With hindsight, I can now say: That is how bad things were. So, I don’t need lessons in GDP figures or other non-essentials during Amin’s time.
But wait a minute. The Bakonzo still hold Amin in awe; for isn’t he the one who declared the creation of Rwenzori (now Kasese District) and Bwamba (now Bundibugyo District) from Toro District for which they had fought a bitter war with the government of Uganda.
Talk of the axe and wind! Ahhm, isn’t Amin the one who in 1974 opened (the operational word now is ‘gave’) Saad Memorial School, the first secondary school in Kasese and Bundibugyo districts? The people of West Nile may have a lot to say about Amin than the Bakonzo. Yes, plus he was a Muslim like me.
Which brings us to Mr. Timothy Kalyegira and industrialist Christopher Ssembuya’s recent romantics with former President Idi Amin. Without being detained by Kalyegira and Ssembuya, we should ask our selves: why is former President Idd Amin becoming politically sexier? Actually even more sexier than President Apollo Milton Obote?
The process to ‘resurrect’ Idi Amin began in 1986. As an NRM cadre, one would not end a presentation without mentioning the line: ‘the dictatorial regimes of Idi Amin and Milton Obote.’
President Museveni referred even to past leaders (a euphemism for Obote and Amin) as swine; quite an uncharitable remark from a head of state referring to his predecessors.
Some cynics suggested that President Museveni was using the mistakes of Amin and Obote as a bogey to keep communities that had a problem with these regimes in line. It indeed worked. Witness: In 1986, while Presidential Candidate Paul Kawanga Ssemogerere was addressing a rally in Lira, he said he would bring Obote back if elected.

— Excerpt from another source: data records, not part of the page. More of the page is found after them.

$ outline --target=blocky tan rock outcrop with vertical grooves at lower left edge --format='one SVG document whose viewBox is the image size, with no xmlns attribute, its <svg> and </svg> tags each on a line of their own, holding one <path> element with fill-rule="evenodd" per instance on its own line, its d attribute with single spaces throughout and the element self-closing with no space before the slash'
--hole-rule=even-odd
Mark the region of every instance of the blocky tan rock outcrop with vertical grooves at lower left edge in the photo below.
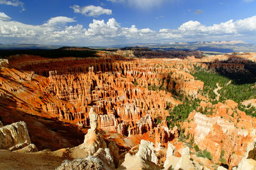
<svg viewBox="0 0 256 170">
<path fill-rule="evenodd" d="M 27 125 L 24 121 L 0 128 L 0 149 L 19 150 L 31 144 Z"/>
</svg>

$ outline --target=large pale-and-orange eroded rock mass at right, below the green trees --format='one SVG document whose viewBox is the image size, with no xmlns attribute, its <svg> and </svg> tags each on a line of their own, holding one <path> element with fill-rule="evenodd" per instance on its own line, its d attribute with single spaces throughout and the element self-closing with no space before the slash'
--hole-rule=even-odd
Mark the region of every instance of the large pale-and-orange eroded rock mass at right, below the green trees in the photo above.
<svg viewBox="0 0 256 170">
<path fill-rule="evenodd" d="M 209 151 L 213 160 L 218 161 L 223 152 L 222 158 L 227 160 L 227 164 L 236 166 L 243 157 L 248 143 L 256 137 L 255 118 L 239 111 L 232 101 L 212 107 L 215 113 L 212 116 L 191 112 L 190 122 L 184 123 L 185 133 L 193 135 L 195 144 L 201 150 Z"/>
</svg>

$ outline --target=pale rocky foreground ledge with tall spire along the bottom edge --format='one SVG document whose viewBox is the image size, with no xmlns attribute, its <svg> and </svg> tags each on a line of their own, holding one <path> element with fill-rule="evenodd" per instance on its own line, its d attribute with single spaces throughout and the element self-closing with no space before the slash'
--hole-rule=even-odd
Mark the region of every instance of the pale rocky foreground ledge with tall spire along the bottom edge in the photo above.
<svg viewBox="0 0 256 170">
<path fill-rule="evenodd" d="M 166 160 L 161 167 L 157 157 L 159 150 L 157 151 L 154 143 L 145 140 L 141 140 L 137 151 L 129 151 L 124 160 L 120 160 L 116 143 L 103 139 L 97 129 L 99 116 L 93 107 L 89 116 L 91 128 L 84 136 L 84 143 L 57 151 L 37 151 L 35 145 L 30 142 L 26 123 L 17 122 L 3 126 L 0 121 L 0 169 L 209 169 L 197 162 L 195 157 L 191 157 L 188 146 L 177 151 L 171 143 L 168 143 L 164 154 Z M 233 169 L 256 168 L 255 144 L 256 139 L 248 144 L 243 159 Z M 177 152 L 180 153 L 179 157 L 175 156 Z M 218 169 L 225 167 L 220 166 Z"/>
</svg>

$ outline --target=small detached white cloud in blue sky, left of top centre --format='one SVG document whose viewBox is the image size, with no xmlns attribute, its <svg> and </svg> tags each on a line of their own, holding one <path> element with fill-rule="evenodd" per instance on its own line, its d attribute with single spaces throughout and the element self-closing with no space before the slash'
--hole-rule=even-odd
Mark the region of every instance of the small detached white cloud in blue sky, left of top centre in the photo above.
<svg viewBox="0 0 256 170">
<path fill-rule="evenodd" d="M 112 10 L 104 9 L 101 6 L 78 6 L 78 5 L 73 5 L 70 6 L 74 10 L 75 13 L 82 13 L 83 15 L 89 16 L 89 17 L 97 17 L 99 15 L 111 15 Z"/>
</svg>

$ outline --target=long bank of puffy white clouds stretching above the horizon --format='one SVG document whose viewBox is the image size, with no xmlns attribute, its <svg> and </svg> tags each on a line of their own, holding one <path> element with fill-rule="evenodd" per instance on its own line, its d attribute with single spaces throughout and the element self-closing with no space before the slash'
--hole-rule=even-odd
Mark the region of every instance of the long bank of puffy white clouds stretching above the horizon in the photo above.
<svg viewBox="0 0 256 170">
<path fill-rule="evenodd" d="M 220 41 L 224 38 L 225 40 L 243 40 L 247 37 L 253 40 L 256 38 L 256 15 L 241 20 L 228 20 L 212 26 L 190 20 L 177 29 L 164 28 L 159 31 L 153 31 L 147 27 L 138 29 L 135 25 L 122 27 L 114 18 L 106 21 L 93 19 L 92 23 L 84 27 L 81 24 L 68 26 L 76 20 L 61 16 L 53 17 L 45 24 L 38 26 L 12 21 L 4 13 L 0 13 L 0 16 L 3 18 L 0 20 L 0 38 L 2 40 L 13 38 L 15 42 L 26 40 L 27 43 L 109 45 L 127 42 Z"/>
</svg>

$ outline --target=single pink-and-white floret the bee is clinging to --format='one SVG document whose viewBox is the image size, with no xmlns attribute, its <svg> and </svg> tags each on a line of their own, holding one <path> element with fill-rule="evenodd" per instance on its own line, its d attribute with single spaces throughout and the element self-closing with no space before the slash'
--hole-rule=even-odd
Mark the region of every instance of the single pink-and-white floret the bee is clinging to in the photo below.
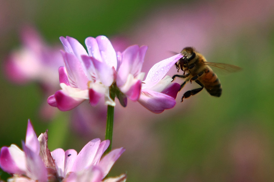
<svg viewBox="0 0 274 182">
<path fill-rule="evenodd" d="M 181 86 L 171 83 L 173 79 L 165 75 L 181 57 L 181 54 L 177 54 L 152 66 L 142 84 L 142 93 L 138 100 L 142 106 L 153 113 L 161 113 L 175 106 Z"/>
</svg>

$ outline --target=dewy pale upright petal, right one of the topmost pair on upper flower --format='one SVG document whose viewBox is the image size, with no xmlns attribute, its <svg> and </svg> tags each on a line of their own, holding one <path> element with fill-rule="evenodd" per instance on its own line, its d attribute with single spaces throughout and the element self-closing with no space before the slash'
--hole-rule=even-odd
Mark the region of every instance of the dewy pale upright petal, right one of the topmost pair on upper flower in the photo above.
<svg viewBox="0 0 274 182">
<path fill-rule="evenodd" d="M 109 67 L 117 68 L 116 52 L 113 49 L 111 42 L 106 36 L 100 35 L 96 37 L 98 47 L 101 53 L 102 61 Z"/>
</svg>

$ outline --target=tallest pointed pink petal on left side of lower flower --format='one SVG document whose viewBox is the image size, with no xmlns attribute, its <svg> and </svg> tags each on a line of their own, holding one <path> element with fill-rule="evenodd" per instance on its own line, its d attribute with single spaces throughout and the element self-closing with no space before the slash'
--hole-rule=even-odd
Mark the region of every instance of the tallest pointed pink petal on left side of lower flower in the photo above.
<svg viewBox="0 0 274 182">
<path fill-rule="evenodd" d="M 26 131 L 26 147 L 32 150 L 33 153 L 39 154 L 40 152 L 40 143 L 37 139 L 37 135 L 33 129 L 30 120 L 28 120 L 27 131 Z"/>
</svg>

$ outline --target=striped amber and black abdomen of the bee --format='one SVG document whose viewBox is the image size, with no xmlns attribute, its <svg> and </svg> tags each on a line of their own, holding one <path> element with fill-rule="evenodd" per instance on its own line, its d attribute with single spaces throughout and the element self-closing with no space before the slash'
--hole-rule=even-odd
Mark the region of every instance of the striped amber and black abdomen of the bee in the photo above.
<svg viewBox="0 0 274 182">
<path fill-rule="evenodd" d="M 222 85 L 217 75 L 210 68 L 206 68 L 205 73 L 199 77 L 199 81 L 205 86 L 206 91 L 216 97 L 222 94 Z"/>
</svg>

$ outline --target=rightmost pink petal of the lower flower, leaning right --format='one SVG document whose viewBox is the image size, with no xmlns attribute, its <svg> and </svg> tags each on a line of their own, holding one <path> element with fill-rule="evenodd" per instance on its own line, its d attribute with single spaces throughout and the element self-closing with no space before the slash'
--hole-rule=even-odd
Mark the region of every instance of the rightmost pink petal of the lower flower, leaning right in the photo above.
<svg viewBox="0 0 274 182">
<path fill-rule="evenodd" d="M 116 160 L 125 152 L 124 148 L 112 150 L 100 160 L 99 166 L 103 169 L 104 177 L 109 173 Z"/>
</svg>

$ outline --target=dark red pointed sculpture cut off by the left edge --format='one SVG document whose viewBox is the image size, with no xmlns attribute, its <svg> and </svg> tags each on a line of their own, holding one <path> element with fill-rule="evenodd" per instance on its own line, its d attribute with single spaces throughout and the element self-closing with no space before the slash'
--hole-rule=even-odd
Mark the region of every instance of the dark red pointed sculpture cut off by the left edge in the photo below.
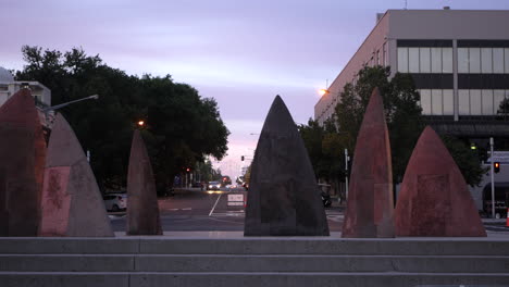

For the rest of his campaigns in south and western Uganda, Presidential Candidate Museveni picked Ssemogerere’s remarks as his campaign tool chiding Ssemogerere for wanting to ‘bring back the killers’. Poor Ssemo’s campaign team even attempted to deny it. That’s how bad things were.
But Amin? Former President Idi Amin had the advantage of being Ngamba Nyenka (dictator) as the Batoro would say. And unlike Obote who had issues with the most populous tribal community in Uganda, the love and hatred for Idi Amin was national.
Almost all the things Amin did were of a national nature. Even the killings had a national ring to them. That is why even peripheral communities like the Bakonzo also had their share of killings. In my own village alone, I remember two killings: Mirumba and Makali, ordinary peasants. The only unordinary thing I knew about the two peasants is that they had relatives living outside the country.
And since Ugandans always don’t think national, it is not surprising that Amin being recycled earlier than Obote whose ‘national mistakes’ have been overshadowed by the problems he had with Buganda Kingdom.
But the ultimate reason for the resurrection of Idi Amin is the now palpable national frustration with President Museveni’s overstay in power and the near collapse of the administrative structures of the state.
How did we reach here? Students of revolutions will tell you that there always comes a time when the revolutionary progression regresses. The truth is that the NRM revolution is in regression. And like many other revolutions before it, the people are feeling nostalgic of the very ‘bad past’ the revolution claims to have liberated them from.
The biggest political action that has eluded Ugandans is a peaceful hand-over of power from one leader to another. The population is increasingly resigning to the reality that President Museveni is unwilling to hand-over power. This resignation is aggregated into a desperation that is helping a person hitherto viewed as the national anti-hero to acquire a heroic review.
That’s why I have to buy a copy of Chris Ssembuya’s book and buy Timothy Kalyegira lunch one of these days. Not because they understand Amin more than me; but for capturing the frustrations of the people in clever way.